The Cobler; or, The Merry Wife Constant can also be associated with a dance recorded by Lambranzi, who shows a Cobbler ‘with the tools of his trade, the use of which he expresses in mime’ before he is joined by his wife and the two dance together (part 2, plates 29, 30).
This entr’acte dance has a cast list which pairs the characters with commedia dell’arte characters (the Cobler is Punch, but the ‘Merry Wife’ has no counterpart), an idea used in some of Rich’s pantomime afterpieces. This suggests expressive action drawn from the commedia dell’arte, which by this period was common on the London stage. The Cobler; or, The Merry Wife Constant was probably created by Newhouse, who danced the Cobbler, for his own benefit.
The other two pieces involved Francis Nivelon, who was Rich’s leading dancer and probably the dancing master at Covent Garden. He shared a background in French fair theatre with Marie Sallé. The Sleeping Dutchman and his Frow was created for Nivelon’s own benefit and he and Mrs Laguerre took the title roles. She was Rich’s leading English female dancer, with skills that allowed her to take over some of Marie Sallé’s pantomime roles notably Daphne and Flora in Apollo and Daphne. Mrs Laguerre was also an actress, albeit a minor one. They were supported by Newhouse, Pelling, Le Sac, Delagarde, Miss La Tour, Mrs Pelling, Mrs Ogden and Miss Baston. The men would all appear in Pygmalion the following season.
The Amorous Clown; or, the Courtizan has the strongest claim to be considered a ballet. It was given right at the end of the performance, following the afterpiece, suggesting that it was a more substantial piece. It was created for the benefit of Dupré and Mrs Pelling, probably by Nivelon for the cast list had ‘Clowns by Nivelon and Pelling; Wives by Miss Latour and Mrs Ogden; Courtizan – Mrs Pelling’. In this context a ‘Clown’ was an unsophisticated Countryman or Rustic. The title suggests that the piece centred on Nivelon and Mrs Pelling and contained mime sequences as well as dances. Mrs Pelling, like Mrs Laguerre, had skills that extended to serious dance and allowed her, too, to take over some of Marie Sallé’s pantomime roles.

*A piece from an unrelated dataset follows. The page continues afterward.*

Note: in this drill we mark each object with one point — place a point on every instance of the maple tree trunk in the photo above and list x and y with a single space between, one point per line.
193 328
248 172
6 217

These dance pieces have been overlooked by dance historians because they had very limited stage lives and were never noticed in the newspapers or elsewhere (it is worth recalling that Pygmalion received little attention in the British newspapers). Unlike Pygmalion, we have no accounts of their action. All three are comic rather than serious (although one or more of them may well have included some serious dancing). They make no use of the classical mythology used as a yardstick for the importance of dance works by so many 20th-century dance writers. Despite all that, I suggest that Pygmalion was not the first ballet given at the new Covent Garden playhouse – that honour should arguably go to The Amorous Clown; or, the Courtizan. Marie Sallé’s ballet was created within, and as a result of, the rich and varied repertoire of dancing (which included many such small ballets, serious as well as comic) in London’s theatres during the early 1700s.